BcCps1 is involved in sclerotia and conidia formation. (A) Sclerotial development in the parental (B05.10), mutant (ΔBccps1) and complemented (ΔBccps1-C) strains grown in darkness for 15 days. Dark sclerotia are visible at the surface of the parent mycelium covering the culture plate, while the mutant colony produces white cotton-like masses. Magnifications of both structures are shown in rectangles. Scale bar: 0.5 cm. (B) Images of sporulating plates of the parental, mutant and complemented strains grown under near-UV light. (C) Images (left) and counting (right) of the usual apiculate (top left) and deformed (black frame) conidia produced by the parental, mutant and complemented strains (Size bar = 10 µm). Means and standard deviations were calculated from three independent experiments (n = 150). Stars indicate significant differences (T-test bilateral; p < 0.01).

Figure 5

BcCps1 is involved in cell wall integrity and influences cell wall composition. (A) Sensitivity of mycelial growth to Congo red in the parental (B05.10), mutant (ΔBccps1) and complemented (ΔBccps1-C) strains. 100% corresponds to a radial growth of 2.2 cm per day. (B) Impact of 0.6 M saccharose (grey) and 0.6 M sorbitol (black) on the mycelial expansion of the B05.10, ΔBccps1 and ΔBccps1-C strains inoculated onto a rich medium (white). (C) Cell walls reactivity to anilin blue (β-1,3-glucan marker), ConcavalinA-FITC (glycoproteins marker) and Congo red (marker of chitin, some glucans and amyloid proteins) in the parental, mutant and complemented strains. Means and standard deviations were calculated from three (A,B) or six (C) independent experiments (n = 9 (A,B) or n = 17 (C)). Stars indicate significant differences (T-test bilateral; p < 0.01).

Figure 6

BcCps1 influences the fungal exoproteome. (A) Comparative shotgun analysis of the proteins present in the supernatants of 3-days liquid cultures of the parental and ΔBccps1 mutant strains. The proteins down- or up-accumulated in the mutant exoproteome are classified according to their functional category (fold change ≥ two, occurrence ≥ three of four biological replicates, see Table S3). CAZy, carbohydrate active enzymes; FCW, fungal cell wall; HP, hemicellulose pectin; HC, hemicellulose cellulose. (B) Sub-categorization of the categories « FCW proteins » and « Metabolism » (see Table S3). The down-accumulated proteins (green) are plotted as negative numbers. (C) Enzymatic activities measured on the same supernatants used for the proteomic analysis (four replicates). The results are shown as percentages of the parental strain values. PMEs; pectin methyl esterases. Means and standard deviations were calculated from three independent experiments (n = 12). 100% activity in the parental strain correspond to 0.41 OD²⁸⁰/mg dry mycelium (Proteases), 36 RFU/min.mg dry mycelium (Xylanases), 7.9 × 10⁻³ RFU/min.mg dry mycelium (Laccases), 2.35 cm/40 µL supernatant (PMEs) and 2 cm/40 µL supernatant (Amylases).

Figure 7

BcCps1 is involved in virulence. (A) Infection of bean leaves by mycelial explants of the parental (B05.10), mutant (ΔBccps1) and complemented (ΔBccps1-C) strains. Photos representative of the symptoms development at 2-, 4- and 7-days post inoculation (dpi) are shown. (B) Counting of the explants that succeeded at initiating infection. (C) Counting of the explants able to attach to the plant surface.
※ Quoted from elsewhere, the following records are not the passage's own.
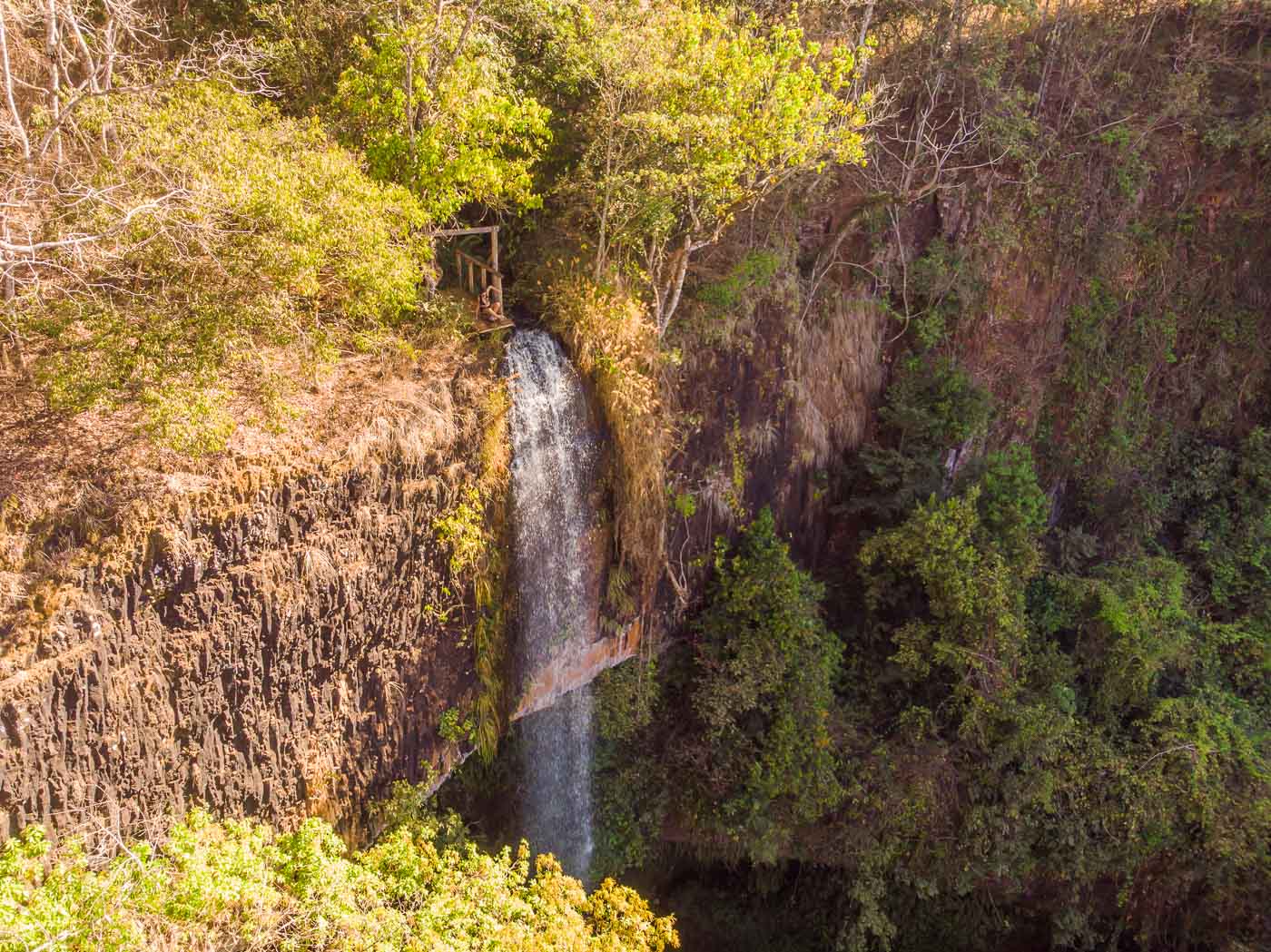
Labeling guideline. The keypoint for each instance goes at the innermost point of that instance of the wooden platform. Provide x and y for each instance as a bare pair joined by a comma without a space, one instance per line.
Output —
489,327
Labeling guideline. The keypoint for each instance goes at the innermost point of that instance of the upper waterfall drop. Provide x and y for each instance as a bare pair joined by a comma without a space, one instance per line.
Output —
555,456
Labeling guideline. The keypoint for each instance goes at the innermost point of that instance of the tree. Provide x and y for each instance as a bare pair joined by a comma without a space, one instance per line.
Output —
690,118
432,102
765,665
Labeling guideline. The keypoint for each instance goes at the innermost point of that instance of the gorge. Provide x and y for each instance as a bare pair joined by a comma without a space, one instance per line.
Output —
835,511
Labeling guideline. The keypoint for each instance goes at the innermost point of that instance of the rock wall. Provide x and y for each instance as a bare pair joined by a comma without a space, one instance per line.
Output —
289,653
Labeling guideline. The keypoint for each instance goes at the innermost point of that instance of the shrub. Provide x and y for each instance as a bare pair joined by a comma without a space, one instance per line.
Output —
616,345
253,231
763,694
237,884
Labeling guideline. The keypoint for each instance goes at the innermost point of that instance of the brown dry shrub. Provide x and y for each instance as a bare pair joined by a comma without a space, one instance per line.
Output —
616,345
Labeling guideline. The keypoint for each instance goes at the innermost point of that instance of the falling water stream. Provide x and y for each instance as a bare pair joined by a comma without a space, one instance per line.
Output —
553,473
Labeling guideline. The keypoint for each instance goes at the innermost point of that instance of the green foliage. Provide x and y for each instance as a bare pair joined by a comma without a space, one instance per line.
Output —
693,113
931,407
628,774
455,729
763,694
1223,501
754,271
434,104
422,886
1013,508
271,238
972,628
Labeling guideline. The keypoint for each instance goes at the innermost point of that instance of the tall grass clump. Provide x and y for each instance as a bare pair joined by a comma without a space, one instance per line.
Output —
476,533
616,345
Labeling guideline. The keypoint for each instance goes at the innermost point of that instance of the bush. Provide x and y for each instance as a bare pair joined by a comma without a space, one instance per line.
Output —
763,694
614,345
931,407
256,231
216,885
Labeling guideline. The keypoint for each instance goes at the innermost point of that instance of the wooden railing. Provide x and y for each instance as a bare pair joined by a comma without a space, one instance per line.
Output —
476,276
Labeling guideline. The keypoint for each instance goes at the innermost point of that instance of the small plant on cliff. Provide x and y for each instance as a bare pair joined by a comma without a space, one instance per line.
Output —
455,729
614,343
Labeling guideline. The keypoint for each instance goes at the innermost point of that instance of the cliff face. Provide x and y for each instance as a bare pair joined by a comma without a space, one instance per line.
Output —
271,637
282,641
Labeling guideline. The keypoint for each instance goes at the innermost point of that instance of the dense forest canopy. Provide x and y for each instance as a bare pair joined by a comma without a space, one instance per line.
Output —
1004,678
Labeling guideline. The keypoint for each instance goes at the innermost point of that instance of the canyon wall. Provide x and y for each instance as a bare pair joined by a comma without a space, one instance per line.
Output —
286,650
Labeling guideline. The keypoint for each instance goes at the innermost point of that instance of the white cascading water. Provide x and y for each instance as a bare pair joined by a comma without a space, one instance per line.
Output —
553,473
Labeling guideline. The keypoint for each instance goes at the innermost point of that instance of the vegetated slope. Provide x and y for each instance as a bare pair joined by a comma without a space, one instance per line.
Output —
239,884
1032,705
1046,561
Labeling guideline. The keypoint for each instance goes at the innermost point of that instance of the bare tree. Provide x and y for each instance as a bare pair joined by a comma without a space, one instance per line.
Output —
57,56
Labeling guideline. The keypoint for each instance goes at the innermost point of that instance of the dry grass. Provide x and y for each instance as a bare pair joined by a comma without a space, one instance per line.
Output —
616,345
89,492
836,377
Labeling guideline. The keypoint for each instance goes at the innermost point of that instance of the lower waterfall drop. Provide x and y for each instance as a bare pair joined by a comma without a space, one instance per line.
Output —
555,456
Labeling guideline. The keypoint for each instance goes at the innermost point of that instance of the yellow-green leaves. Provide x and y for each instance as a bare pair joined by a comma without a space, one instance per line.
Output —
434,105
693,117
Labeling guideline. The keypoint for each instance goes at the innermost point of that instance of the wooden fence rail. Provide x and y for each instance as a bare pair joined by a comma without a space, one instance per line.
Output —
476,275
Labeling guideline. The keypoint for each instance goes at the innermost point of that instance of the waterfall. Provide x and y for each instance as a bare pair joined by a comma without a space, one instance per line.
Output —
553,473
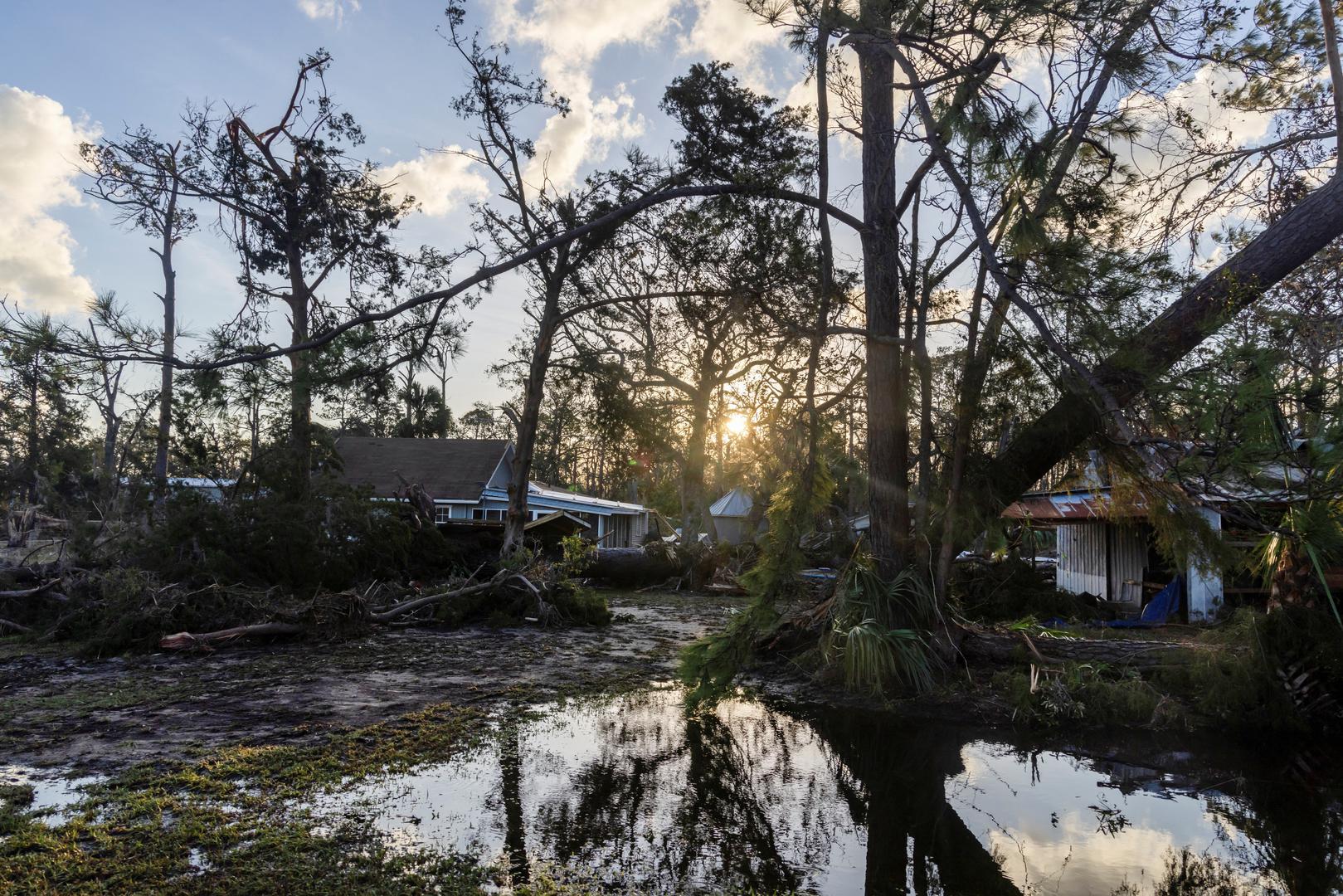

Means and standard deviations were calculated from three independent experiments (n = 9). Stars indicate significant differences (T-test bilateral; p < 0.01). (D) With conidia. (E) Microscopy images of leaves collected from (D) at 2 dpi and colored with cotton blue to visualize fungal hyphae. (F) Development of infection cushions (large arrows) at 48 h of hyphal growth on plastic or glass surfaces in the parental and complemented strains. Development of hooks (thin arrows) in the mutant strain. Scale bars: 50 nm.